🤖 AI Summary
Current large language models lack effective evaluation of phonological understanding, as existing benchmarks are often susceptible to memorization or conflated with other linguistic competencies, making it difficult to assess genuine phonological reasoning. This work proposes Phun-Bench, the first multidimensional benchmark for evaluating Chinese phonological understanding, encompassing homophony, rhyme, and phonetic similarity. Through carefully designed, diverse tasks, Phun-Bench enables disentangled and systematic assessment of distinct phonological capabilities. Empirical results reveal that while large language models can accurately recall pronunciations, they significantly underperform humans in flexibly applying phonological knowledge, highlighting a gap between model-based speech perception and human phonological intuition. This benchmark opens new avenues for interdisciplinary research at the intersection of speech and language modeling.
📝 Abstract
Language is a vehicle for thought, intricately tied to sounds, symbols, and meaning.

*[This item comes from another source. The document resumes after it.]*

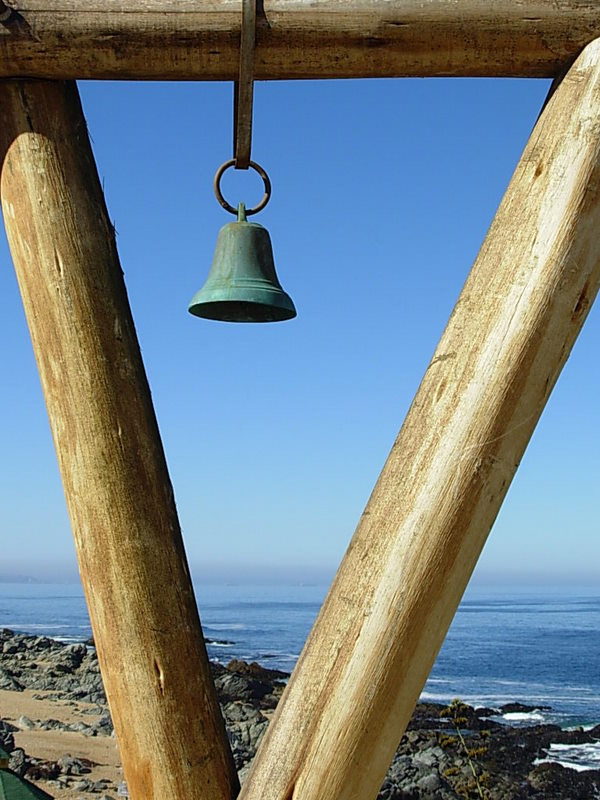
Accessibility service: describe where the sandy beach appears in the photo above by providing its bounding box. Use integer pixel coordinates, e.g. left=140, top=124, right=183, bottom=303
left=0, top=689, right=123, bottom=800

However, most large language model (LLM) research focuses on meaning (semantics) and symbols (spelling) while largely overlooking sounds. Existing benchmarks on LLMs' phonological abilities are either solvable through rote memorization or intertwined with other abilities, making them inadequate to measure LLMs' genuine ability in phonological understanding. Here, we present Phun-Bench, a purpose-built Chinese benchmark with diverse tasks and settings across three dimensions (Homophony, Rhyme, and Phonetic Similarity), designed to systematically evaluate LLMs' phonological understanding. Our results show that while LLMs excel at recalling correct pronunciations, they generally struggle to leverage phonological knowledge in the flexible and intuitive way that human speakers do. Moreover, through detailed analyses, we propose a hypothesis regarding the underlying mechanism of LLMs' phonological understanding and "perception", highlighting an underexplored frontier for future research.